Tumbling advertising revenues are laying waste to another wave of internet entrepreneurs as they struggle to satisfy promises of free music to users and cash flows to the labels that own the copyright.
Two popular services that allowed free listening, although not downloads, while providing a share of advertising money to record labels, have been forced to close down in recent weeks.
SpiralFrog shut down on March 19 after borrowing millions from private investors, while Ruckus, another free service aimed at college students, pulled the plug in early February.
Larger rivals are struggling too, raising questions about advertising-supported businesses and leading some to blame the record labels for demanding millions of dollars in advance royalties, investment stakes or both as hedges in case their split of the advertising revenue comes up short.
Michael Bebel, who ran Ruckus says: “The labels have to understand that the ad market in this space is still developing,”.
“This means that they need to be happy with a revenue-share model that is not all that significant in terms of per-play.”
Even YouTube, the video-sharing site owned by Google, lost its deal for free use of songs from Warner Music in exchange for sharing advertising revenues.
The label felt it was getting too little cash and that YouTube was not doing enough to convert listeners into buyers.
This double whammy is going to have a major shakeout in the industry.

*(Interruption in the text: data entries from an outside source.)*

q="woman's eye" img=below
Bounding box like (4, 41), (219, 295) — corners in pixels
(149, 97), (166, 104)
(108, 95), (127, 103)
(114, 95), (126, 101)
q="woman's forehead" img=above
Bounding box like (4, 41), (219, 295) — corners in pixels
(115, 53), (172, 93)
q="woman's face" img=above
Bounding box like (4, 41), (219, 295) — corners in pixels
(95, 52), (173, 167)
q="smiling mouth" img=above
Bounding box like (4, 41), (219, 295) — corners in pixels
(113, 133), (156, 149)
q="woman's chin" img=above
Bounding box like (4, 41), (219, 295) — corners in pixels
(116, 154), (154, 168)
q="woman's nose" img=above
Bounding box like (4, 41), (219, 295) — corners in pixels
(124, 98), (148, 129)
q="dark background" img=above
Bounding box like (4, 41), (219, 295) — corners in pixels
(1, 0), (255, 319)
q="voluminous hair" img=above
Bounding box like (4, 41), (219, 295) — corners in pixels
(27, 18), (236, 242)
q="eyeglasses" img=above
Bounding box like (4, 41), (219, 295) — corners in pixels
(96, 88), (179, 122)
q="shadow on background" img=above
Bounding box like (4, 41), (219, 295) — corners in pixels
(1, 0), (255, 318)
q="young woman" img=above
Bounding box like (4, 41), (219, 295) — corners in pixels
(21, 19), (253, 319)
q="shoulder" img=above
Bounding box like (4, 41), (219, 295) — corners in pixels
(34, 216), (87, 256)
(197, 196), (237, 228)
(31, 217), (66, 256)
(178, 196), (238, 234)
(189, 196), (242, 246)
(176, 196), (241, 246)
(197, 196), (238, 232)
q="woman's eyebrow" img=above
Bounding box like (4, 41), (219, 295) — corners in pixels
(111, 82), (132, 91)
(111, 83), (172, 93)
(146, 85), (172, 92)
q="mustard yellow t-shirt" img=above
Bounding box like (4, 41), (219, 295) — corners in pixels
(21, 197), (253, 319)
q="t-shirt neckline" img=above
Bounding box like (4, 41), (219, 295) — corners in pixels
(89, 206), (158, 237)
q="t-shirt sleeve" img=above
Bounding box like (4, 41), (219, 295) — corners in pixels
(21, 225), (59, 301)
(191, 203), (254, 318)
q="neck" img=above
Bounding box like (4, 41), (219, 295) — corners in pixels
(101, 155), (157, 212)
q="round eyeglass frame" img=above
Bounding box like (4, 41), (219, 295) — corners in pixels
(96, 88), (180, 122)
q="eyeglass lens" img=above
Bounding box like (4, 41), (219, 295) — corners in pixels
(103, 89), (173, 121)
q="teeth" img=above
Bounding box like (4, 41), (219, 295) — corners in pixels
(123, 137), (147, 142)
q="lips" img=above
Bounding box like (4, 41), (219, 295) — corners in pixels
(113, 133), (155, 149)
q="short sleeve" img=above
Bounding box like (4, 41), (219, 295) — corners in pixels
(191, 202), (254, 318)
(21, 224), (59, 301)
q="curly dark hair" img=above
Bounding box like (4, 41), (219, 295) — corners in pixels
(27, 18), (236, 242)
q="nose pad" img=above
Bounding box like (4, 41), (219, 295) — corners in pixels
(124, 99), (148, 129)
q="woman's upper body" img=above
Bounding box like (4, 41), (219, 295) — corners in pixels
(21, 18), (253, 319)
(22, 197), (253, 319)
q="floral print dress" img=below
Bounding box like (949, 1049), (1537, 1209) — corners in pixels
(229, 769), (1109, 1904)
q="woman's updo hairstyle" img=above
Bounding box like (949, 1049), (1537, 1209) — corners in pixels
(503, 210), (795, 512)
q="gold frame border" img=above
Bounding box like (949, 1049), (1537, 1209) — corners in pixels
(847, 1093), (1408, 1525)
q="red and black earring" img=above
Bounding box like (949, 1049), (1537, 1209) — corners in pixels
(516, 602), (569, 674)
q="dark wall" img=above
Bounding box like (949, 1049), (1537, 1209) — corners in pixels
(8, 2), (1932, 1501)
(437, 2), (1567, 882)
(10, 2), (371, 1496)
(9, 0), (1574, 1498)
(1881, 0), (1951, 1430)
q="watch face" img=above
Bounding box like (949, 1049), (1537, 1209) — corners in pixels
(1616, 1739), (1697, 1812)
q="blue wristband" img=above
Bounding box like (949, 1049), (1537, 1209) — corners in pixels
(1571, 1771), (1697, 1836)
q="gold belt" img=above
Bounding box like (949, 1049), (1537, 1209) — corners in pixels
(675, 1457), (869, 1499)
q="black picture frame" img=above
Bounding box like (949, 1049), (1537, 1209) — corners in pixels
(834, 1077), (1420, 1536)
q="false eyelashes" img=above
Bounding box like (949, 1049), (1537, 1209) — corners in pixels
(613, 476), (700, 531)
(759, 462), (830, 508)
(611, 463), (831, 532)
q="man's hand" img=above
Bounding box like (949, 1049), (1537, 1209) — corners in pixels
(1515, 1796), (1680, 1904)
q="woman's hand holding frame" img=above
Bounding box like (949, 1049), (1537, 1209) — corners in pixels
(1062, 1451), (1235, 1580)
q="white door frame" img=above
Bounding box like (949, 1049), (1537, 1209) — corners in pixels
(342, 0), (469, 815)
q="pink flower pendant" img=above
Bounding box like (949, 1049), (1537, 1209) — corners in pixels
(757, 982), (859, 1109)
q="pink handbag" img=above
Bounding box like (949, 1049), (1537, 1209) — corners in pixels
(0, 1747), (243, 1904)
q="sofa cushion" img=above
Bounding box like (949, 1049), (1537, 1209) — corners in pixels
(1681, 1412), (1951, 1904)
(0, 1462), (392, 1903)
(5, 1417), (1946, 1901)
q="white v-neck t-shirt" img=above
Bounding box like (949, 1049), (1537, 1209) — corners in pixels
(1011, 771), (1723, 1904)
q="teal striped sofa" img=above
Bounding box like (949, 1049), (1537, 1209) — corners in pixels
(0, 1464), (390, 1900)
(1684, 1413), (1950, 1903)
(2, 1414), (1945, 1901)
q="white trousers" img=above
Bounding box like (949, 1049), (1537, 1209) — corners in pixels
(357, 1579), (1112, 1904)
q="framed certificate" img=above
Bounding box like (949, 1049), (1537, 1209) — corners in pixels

Labels want to make sure the digital revenues compensate the loss from traditional CD sales without paying heed to the advertising and economic realities. This is short sighted because it will kill innovation and delay the creation of digital ecosystem required for the music industry to succefully adapt to the digital media world. This is the key to their survival. Today the small guys may be the one that die, but tomorrow it will be their turn.